Кузьмин уже стал склоняться в сторону Африки, хотя его и удерживала мысль о матери, которая была стара и требовала помощи.
«В Африке, черт его знает, еще убьют, – думал Кузьмин. – Без всякой поддержки, старая женщина… Нет, неблагородно!»
Но потом ему пришла мысль, что он может, напротив, возвратиться из Африки с деньгами и почетом, а на время путешествия легко поручить мать кому-нибудь из своих друзей…
Он только что начал обдумывать в подробностях этот план, как дверь неожиданно растворилась и вошел Затенин.

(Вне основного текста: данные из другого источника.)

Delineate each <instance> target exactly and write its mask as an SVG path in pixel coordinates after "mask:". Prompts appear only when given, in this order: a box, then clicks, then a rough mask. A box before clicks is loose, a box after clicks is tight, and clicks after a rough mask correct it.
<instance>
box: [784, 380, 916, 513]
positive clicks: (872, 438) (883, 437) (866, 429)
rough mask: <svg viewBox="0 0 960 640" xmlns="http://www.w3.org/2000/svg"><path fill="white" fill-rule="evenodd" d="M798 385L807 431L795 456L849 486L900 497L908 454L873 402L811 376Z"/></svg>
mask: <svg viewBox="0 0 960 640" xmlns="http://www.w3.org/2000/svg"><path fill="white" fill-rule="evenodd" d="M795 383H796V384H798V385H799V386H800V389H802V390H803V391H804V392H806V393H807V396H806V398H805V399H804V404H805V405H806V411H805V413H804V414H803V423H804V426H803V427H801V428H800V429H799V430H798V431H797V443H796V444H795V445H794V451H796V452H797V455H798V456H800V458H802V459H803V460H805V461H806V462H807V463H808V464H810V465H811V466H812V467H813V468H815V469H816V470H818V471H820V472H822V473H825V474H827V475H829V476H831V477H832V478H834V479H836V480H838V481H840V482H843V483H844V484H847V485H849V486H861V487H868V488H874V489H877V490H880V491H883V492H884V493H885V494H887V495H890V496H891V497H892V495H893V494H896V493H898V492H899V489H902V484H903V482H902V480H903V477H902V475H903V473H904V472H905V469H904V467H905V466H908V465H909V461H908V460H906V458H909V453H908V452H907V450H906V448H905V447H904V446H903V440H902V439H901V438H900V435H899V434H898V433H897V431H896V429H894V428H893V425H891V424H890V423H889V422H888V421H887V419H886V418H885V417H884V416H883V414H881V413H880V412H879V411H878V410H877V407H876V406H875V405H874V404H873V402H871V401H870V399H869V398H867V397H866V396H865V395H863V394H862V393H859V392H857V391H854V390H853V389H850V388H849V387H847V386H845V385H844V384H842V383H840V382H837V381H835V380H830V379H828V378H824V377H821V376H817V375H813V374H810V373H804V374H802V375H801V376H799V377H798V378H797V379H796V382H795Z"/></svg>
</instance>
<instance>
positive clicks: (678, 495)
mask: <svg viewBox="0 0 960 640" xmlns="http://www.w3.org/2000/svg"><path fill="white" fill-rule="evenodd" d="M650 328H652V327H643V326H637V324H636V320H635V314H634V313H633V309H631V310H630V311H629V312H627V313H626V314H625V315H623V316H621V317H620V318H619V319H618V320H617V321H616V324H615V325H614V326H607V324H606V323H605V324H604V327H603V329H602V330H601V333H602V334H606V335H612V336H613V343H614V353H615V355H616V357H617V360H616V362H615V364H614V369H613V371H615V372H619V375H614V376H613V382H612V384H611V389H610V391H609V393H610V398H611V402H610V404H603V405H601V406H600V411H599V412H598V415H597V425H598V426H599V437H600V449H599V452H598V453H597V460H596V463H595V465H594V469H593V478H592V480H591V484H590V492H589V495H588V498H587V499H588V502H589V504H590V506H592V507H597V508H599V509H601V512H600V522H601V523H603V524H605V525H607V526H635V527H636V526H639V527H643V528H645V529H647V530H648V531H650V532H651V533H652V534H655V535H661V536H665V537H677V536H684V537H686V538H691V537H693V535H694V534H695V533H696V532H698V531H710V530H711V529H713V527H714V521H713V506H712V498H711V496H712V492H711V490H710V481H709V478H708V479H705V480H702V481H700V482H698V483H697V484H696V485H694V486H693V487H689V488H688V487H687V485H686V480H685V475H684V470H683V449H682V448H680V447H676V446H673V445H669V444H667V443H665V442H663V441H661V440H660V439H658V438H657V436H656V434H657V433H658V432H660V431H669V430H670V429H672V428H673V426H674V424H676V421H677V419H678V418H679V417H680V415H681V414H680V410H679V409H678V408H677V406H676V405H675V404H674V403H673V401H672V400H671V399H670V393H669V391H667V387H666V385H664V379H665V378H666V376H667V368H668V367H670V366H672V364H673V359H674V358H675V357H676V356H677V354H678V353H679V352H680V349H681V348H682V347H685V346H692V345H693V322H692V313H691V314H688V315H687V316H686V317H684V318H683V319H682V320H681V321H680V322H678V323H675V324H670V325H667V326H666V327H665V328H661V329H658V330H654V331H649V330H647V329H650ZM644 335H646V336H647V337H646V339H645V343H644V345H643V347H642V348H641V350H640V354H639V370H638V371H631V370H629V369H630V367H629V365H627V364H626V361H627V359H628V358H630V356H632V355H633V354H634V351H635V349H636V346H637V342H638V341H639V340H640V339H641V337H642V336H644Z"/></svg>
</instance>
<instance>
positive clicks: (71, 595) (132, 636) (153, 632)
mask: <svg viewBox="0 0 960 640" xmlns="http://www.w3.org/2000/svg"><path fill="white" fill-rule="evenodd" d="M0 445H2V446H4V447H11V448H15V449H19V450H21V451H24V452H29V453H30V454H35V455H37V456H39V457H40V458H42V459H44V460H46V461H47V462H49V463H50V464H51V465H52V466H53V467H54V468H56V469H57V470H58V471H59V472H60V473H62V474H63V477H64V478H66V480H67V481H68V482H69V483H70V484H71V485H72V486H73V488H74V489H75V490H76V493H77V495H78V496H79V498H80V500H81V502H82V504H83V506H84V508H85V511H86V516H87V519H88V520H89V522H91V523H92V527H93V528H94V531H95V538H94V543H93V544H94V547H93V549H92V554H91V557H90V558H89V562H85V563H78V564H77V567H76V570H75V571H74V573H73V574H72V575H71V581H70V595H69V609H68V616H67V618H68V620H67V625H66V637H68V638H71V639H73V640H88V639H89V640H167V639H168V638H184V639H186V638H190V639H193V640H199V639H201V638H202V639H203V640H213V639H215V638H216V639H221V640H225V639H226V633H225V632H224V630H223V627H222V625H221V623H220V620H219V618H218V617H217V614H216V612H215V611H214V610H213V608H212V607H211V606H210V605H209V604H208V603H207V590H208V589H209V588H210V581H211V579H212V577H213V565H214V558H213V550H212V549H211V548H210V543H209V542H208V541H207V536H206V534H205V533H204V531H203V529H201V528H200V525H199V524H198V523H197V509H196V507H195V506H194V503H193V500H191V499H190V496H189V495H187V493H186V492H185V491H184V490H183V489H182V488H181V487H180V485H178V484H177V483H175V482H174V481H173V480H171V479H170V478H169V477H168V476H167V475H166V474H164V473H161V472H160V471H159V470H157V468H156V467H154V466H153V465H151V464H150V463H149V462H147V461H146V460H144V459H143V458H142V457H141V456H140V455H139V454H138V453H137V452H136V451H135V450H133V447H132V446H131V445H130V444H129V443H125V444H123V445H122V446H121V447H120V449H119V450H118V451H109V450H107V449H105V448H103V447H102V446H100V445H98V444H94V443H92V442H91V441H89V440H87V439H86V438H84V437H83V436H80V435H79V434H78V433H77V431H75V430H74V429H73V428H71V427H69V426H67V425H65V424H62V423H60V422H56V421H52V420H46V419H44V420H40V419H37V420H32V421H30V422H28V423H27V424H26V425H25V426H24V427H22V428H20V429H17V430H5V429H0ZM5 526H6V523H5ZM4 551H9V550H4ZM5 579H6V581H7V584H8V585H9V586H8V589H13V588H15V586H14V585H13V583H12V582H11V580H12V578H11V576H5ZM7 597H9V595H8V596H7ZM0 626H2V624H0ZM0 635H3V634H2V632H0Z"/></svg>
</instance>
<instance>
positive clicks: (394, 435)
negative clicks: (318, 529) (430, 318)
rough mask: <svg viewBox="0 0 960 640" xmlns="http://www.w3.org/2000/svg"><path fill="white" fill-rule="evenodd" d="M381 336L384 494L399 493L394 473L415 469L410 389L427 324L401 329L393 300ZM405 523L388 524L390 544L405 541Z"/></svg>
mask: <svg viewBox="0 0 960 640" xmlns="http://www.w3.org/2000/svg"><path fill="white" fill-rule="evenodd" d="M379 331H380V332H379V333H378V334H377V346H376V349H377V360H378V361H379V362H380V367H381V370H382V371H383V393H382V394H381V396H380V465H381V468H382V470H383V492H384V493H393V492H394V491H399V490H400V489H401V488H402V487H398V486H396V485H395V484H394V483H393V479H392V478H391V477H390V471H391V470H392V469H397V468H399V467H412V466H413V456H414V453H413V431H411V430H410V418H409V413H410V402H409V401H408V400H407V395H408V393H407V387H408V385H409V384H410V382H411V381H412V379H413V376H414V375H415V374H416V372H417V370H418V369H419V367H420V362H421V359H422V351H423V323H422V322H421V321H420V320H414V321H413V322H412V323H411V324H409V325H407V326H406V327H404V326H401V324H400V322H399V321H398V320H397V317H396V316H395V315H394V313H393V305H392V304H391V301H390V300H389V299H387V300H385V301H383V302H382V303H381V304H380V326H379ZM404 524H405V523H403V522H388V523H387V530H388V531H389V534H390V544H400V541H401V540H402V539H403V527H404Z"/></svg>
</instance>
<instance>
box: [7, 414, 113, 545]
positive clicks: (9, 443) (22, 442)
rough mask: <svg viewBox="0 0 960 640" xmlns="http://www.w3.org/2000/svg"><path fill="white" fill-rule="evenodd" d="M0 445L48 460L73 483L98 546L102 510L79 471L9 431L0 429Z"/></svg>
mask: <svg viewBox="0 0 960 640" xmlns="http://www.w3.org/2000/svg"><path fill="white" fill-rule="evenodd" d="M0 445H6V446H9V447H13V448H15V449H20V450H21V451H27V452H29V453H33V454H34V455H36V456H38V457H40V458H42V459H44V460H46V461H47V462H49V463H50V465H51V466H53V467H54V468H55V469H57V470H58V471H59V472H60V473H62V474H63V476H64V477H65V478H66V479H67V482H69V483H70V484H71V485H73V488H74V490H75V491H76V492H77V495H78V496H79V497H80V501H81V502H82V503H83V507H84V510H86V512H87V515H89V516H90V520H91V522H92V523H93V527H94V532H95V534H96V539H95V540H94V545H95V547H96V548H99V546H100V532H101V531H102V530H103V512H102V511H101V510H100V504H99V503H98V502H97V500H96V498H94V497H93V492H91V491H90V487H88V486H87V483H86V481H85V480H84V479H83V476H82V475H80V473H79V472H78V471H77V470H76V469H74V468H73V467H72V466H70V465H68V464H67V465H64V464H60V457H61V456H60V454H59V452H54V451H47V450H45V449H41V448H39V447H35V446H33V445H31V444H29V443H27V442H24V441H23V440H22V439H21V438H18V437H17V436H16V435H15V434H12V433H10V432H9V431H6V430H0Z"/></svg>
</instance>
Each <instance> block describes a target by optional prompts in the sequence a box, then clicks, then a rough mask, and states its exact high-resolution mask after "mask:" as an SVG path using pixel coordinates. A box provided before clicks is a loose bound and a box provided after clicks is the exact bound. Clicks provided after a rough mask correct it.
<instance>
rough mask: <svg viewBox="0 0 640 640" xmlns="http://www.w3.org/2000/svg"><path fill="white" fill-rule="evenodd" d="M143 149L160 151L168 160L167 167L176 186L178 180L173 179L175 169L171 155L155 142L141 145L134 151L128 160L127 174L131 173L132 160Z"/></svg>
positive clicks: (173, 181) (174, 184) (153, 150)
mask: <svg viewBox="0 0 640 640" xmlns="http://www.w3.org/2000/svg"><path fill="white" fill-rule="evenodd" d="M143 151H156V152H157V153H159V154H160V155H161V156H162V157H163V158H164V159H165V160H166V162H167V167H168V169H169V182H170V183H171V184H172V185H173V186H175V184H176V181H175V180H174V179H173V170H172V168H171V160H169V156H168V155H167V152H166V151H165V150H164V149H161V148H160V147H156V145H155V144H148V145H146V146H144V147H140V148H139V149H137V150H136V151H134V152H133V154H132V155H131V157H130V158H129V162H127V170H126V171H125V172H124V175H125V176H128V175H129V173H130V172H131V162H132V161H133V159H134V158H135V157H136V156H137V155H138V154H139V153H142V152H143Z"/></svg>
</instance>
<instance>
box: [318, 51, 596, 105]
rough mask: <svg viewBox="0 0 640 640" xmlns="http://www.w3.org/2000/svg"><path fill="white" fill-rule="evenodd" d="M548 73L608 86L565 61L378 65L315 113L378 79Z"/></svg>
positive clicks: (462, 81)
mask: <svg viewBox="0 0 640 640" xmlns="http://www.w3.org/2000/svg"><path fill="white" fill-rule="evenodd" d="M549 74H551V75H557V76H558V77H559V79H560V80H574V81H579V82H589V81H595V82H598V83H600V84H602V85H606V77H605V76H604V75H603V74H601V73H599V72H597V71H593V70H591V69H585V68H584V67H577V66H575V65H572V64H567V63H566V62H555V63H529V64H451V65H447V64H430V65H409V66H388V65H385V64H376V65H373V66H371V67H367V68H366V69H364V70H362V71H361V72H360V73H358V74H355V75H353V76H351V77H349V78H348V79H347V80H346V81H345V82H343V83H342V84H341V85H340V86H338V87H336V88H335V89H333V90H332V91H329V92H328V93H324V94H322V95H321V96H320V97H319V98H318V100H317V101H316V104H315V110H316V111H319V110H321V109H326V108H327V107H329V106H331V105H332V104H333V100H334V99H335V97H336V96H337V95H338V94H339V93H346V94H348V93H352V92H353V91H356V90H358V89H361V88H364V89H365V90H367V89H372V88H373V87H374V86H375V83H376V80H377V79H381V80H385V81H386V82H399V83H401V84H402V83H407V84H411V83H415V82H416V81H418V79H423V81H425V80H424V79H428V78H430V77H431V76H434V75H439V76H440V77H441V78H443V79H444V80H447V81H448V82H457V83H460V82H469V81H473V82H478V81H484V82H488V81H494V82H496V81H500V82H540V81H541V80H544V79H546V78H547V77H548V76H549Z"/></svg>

– Ты здесь, Сергей? – сказал он, остановившись посреди комнаты. Он не заметил сразу Кузьмина, который стоял не в светлой полосе.
– Да, конечно здесь, – отвечал тот. – Что это ты как скоро? Да садись же, рассказывай, что?
В голосе Кузьмина было любопытство.
Алексей Иванович медленно подошел к столу, сел и облокотился. Кузьмин едва различал его темную фигуру.
Прошло несколько секунд молчания. Кузьмин закурил папиросу.
– Ты хочешь, Сережа, чтобы я тебе рассказал, как мы виделись с Ольгой Александровной? – проговорил Затенин ласковым, почти веселым голосом.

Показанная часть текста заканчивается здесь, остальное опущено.